Chủ Nhật, 23 tháng 9, 2007

Wall Street Journal Cover Story: The Dark Side Of The Legal Job Market

"For graduates of elite law schools, prospects have never been better. But the majority of law-school graduates are suffering from long-term economic trends are suppressing pay and job growth. The result: Graduates who don’t score at the top of their class are struggling to find well-paying jobs to make payments on law-school debts that can top $100,000. Some are taking temporary contract work, reviewing documents for as little as $20 an hour, without benefits. And many are blaming their law schools for failing to warn them about the dark side of the job market.

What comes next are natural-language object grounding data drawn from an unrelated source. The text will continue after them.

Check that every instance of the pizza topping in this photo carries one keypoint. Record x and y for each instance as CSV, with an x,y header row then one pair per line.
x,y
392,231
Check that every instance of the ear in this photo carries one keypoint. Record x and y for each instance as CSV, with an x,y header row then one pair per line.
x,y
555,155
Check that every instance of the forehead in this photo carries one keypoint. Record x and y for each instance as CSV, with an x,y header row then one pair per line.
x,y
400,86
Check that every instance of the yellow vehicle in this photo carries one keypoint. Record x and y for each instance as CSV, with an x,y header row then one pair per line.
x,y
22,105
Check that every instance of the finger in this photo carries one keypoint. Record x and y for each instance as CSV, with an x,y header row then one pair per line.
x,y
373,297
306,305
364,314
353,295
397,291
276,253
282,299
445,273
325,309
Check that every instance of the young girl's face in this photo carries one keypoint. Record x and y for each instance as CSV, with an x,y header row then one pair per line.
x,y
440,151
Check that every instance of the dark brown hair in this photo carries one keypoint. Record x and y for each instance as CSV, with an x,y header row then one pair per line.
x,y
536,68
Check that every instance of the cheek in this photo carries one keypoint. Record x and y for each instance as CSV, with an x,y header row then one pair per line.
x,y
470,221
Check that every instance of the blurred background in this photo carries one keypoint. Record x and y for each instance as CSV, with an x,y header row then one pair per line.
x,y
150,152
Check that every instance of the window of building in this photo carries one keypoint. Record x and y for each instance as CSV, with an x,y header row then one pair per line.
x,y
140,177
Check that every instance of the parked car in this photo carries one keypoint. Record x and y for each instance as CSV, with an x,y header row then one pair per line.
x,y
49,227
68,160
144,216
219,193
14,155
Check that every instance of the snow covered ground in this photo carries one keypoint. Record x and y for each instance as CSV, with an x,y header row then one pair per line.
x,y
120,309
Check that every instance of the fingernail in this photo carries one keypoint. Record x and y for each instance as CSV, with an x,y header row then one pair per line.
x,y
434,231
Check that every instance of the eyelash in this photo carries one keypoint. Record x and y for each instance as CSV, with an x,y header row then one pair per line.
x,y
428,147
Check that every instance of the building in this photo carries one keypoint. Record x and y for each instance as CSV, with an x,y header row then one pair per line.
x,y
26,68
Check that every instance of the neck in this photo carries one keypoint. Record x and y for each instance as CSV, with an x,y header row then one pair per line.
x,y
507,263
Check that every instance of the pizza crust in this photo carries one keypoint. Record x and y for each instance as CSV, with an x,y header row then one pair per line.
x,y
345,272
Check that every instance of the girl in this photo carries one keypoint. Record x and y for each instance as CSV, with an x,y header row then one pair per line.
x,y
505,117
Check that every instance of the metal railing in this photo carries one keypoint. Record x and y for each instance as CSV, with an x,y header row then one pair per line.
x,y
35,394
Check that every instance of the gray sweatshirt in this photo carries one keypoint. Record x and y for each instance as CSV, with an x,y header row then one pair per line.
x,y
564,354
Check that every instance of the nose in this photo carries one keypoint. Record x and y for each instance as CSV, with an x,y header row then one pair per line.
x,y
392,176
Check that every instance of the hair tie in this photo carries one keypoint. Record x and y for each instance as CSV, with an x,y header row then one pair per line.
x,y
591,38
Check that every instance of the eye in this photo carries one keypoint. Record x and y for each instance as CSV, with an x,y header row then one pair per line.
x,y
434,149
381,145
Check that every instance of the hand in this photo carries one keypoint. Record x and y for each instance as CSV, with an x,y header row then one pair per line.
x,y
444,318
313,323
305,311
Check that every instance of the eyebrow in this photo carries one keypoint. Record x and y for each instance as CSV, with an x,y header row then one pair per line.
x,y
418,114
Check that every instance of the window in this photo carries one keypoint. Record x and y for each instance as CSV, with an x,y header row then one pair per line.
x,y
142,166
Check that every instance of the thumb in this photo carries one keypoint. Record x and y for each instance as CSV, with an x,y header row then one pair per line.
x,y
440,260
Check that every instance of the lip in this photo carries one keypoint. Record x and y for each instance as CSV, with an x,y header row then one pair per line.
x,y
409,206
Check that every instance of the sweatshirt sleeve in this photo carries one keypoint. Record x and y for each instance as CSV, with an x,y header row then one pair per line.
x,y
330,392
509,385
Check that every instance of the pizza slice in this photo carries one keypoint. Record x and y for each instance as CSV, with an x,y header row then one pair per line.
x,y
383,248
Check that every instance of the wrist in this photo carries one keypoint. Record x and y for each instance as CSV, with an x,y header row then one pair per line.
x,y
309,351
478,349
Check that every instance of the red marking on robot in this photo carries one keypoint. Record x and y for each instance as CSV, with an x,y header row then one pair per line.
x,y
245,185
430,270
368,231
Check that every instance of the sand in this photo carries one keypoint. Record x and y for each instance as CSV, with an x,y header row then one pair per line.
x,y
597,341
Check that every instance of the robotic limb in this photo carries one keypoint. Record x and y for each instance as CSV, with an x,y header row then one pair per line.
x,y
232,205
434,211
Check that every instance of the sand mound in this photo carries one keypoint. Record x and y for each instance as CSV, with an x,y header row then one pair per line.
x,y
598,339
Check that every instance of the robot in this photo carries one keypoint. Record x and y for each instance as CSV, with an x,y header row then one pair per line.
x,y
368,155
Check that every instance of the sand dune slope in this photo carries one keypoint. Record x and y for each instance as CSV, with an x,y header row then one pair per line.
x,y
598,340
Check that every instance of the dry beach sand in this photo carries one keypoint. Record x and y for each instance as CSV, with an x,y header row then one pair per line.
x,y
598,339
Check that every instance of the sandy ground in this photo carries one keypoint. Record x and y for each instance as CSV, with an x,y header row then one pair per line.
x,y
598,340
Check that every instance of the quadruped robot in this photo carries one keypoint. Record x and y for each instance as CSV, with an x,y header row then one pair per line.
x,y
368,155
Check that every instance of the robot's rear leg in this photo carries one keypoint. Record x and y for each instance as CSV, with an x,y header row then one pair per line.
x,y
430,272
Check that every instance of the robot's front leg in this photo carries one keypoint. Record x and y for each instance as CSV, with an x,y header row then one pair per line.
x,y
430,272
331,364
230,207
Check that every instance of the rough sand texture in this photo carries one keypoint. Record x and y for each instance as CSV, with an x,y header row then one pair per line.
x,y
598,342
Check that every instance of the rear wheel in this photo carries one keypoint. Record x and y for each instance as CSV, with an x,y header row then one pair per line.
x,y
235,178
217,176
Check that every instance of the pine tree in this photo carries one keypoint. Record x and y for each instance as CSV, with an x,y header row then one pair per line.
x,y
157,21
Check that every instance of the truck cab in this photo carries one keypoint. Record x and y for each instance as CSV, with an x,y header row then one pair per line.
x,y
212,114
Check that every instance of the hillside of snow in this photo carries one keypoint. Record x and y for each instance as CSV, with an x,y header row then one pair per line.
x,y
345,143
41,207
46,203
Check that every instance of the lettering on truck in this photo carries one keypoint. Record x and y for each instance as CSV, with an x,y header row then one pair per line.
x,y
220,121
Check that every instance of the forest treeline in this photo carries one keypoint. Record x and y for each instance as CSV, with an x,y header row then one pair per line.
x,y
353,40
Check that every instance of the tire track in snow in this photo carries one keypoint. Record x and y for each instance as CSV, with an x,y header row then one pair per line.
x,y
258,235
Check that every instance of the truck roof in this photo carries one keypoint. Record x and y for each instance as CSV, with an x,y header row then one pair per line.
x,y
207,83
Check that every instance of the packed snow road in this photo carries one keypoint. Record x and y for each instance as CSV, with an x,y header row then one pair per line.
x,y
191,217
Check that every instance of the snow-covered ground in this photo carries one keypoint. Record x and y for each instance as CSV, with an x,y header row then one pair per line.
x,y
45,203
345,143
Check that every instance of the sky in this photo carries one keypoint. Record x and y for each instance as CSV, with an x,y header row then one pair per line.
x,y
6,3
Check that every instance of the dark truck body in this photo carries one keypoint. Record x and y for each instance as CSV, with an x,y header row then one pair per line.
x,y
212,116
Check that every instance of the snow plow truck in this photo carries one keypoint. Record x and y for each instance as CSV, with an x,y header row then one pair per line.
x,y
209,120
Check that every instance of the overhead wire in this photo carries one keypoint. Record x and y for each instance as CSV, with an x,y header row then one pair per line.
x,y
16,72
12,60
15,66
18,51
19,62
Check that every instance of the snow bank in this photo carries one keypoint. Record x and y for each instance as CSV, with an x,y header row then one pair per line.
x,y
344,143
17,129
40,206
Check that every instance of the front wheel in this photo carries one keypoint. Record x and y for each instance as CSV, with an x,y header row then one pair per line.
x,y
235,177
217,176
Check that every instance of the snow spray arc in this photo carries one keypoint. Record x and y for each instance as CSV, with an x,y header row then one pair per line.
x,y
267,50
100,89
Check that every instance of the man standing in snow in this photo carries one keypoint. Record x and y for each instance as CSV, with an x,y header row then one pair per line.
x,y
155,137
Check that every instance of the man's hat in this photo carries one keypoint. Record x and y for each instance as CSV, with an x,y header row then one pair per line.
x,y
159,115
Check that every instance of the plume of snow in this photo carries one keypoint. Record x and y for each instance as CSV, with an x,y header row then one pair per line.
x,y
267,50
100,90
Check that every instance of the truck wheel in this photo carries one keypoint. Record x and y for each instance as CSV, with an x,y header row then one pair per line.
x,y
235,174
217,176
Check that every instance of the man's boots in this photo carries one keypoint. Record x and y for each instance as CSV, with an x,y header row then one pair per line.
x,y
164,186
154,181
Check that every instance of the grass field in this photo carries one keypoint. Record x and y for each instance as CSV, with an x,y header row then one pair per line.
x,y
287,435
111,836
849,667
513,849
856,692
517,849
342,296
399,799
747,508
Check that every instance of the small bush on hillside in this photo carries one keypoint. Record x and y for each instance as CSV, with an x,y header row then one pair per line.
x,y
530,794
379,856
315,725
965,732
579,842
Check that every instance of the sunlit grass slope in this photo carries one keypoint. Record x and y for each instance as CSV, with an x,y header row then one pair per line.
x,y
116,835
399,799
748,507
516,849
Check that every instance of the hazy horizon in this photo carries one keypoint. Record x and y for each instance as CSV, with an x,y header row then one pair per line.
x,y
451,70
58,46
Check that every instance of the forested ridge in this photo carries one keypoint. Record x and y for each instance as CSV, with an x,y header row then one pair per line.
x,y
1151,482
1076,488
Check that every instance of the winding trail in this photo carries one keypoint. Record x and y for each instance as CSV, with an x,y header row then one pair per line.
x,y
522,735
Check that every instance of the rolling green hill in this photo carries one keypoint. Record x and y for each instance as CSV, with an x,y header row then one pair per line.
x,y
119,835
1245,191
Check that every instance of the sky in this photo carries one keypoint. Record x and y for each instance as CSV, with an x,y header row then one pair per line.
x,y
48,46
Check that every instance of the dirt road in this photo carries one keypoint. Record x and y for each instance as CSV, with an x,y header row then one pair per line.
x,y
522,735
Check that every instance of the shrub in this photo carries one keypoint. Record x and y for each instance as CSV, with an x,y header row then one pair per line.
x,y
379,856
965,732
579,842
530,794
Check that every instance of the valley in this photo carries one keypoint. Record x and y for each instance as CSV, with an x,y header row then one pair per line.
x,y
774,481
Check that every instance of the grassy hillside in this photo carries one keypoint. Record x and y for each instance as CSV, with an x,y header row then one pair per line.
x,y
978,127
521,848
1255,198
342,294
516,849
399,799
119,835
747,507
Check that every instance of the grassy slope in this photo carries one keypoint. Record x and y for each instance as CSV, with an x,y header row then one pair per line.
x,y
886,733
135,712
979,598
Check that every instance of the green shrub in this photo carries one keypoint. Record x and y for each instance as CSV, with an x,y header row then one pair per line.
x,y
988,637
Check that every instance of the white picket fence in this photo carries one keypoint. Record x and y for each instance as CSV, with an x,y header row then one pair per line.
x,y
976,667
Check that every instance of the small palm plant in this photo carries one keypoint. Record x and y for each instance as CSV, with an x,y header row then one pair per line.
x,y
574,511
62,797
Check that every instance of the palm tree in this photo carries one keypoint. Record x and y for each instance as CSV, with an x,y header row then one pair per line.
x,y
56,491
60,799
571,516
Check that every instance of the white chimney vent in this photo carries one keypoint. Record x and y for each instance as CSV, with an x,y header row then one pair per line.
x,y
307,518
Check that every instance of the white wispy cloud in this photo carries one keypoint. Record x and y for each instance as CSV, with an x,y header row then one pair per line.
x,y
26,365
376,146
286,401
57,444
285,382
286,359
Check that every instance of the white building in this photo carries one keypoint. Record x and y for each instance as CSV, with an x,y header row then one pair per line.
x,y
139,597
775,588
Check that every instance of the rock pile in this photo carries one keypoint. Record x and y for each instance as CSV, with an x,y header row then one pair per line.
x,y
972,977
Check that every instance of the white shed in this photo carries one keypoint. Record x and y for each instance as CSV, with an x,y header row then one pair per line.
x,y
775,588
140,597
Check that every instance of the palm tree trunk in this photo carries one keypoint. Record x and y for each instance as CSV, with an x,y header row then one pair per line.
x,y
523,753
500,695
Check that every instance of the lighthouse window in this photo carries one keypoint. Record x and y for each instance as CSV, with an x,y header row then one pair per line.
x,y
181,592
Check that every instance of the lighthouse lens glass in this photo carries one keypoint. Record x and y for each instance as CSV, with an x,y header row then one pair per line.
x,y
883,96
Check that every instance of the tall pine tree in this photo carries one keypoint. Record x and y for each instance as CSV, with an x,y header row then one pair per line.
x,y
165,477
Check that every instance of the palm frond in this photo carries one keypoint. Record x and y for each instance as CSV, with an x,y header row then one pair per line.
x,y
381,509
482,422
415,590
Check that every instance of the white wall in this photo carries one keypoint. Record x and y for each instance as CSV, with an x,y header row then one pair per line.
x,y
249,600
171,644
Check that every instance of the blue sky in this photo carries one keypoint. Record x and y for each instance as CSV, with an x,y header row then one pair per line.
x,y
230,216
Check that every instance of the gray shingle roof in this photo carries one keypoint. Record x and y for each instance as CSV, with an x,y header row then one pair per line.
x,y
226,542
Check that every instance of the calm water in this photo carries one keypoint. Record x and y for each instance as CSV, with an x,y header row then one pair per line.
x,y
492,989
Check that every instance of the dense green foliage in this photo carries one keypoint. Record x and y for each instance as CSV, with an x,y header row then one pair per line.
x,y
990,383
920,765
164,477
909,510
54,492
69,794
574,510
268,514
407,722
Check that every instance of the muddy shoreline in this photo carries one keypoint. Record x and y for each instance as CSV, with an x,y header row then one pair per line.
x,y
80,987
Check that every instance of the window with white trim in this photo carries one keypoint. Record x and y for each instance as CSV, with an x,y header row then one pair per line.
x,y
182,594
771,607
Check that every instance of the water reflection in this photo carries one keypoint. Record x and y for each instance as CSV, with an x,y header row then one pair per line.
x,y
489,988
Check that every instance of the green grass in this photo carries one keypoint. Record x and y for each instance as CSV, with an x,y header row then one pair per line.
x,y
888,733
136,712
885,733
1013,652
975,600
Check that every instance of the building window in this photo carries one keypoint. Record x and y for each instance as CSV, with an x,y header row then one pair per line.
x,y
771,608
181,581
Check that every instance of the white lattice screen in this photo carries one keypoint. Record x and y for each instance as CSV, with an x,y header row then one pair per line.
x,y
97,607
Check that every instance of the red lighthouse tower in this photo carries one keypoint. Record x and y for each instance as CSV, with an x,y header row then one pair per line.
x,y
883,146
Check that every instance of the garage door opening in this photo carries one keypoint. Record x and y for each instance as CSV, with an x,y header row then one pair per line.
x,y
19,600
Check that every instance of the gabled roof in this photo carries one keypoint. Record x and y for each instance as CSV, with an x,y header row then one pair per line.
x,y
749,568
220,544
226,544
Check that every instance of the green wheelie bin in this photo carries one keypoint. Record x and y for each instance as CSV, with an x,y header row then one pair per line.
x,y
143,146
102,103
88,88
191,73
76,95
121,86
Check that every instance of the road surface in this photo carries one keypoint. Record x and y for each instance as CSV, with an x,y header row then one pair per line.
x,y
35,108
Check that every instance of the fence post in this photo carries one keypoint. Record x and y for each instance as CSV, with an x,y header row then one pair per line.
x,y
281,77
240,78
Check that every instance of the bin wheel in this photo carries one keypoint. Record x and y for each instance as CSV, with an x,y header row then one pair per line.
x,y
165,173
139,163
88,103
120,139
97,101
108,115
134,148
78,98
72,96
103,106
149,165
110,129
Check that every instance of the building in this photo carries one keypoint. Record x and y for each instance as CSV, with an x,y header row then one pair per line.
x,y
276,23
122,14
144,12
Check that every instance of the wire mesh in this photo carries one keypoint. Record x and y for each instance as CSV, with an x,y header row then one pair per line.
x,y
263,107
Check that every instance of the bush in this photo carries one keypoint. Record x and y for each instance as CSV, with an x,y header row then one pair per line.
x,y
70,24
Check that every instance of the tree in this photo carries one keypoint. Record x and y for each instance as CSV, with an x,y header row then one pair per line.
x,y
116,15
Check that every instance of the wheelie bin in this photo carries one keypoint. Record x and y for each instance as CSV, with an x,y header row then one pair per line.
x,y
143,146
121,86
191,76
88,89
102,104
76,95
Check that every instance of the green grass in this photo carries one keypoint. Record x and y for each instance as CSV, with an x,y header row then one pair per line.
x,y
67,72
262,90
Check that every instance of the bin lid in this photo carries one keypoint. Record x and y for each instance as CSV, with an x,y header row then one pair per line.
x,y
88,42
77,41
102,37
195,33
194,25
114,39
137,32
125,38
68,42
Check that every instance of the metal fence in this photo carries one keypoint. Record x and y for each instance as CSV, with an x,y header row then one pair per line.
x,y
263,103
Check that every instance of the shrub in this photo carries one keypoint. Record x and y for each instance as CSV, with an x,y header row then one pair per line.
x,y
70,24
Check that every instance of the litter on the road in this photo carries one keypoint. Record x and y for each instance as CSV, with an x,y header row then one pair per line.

That’s the subject of a page-one story in the Journal Monday. The story includes lots of data and real-life examples showing how life outside BigLaw has gotten tougher, and how some law schools are doing their best not to let the word out. The 2,300-word story even has a shout-out to the infamous Loyola 2L, who has been beating a drum of discontent about the legal market around the legal blogosphere.

The culprit appears to be, in part, a slack in demand: Growth in legal sector has lagged the broader economy since the late 1980s. At the same time, more lawyers are entering the work force with greater and greater amounts of debt, thanks to hefty tuition hikes. The story cites surveys and government data showing wage stagnation for lawyers across the nation.

The only employment data that many prospective law students see come from school-promoted surveys that provide a far-from-complete portrait of graduate experiences. For example, Tulane University (pictured) reports that its law-school graduates entering the job market in 2005 had a median salary of $135,000. But that is based on a survey that only 24% of that year’s graduates completed, and those who did so likely represent the cream of the class, a Tulane official conceded.

Some law-school academics are calling for the distribution of more-accurate employment information. “Prospective students need solid comparative data on employment outcomes, [but] very few law schools provide such data,” says Andrew Morriss, a law professor at the University of Illinois who has studied the market for new lawyers."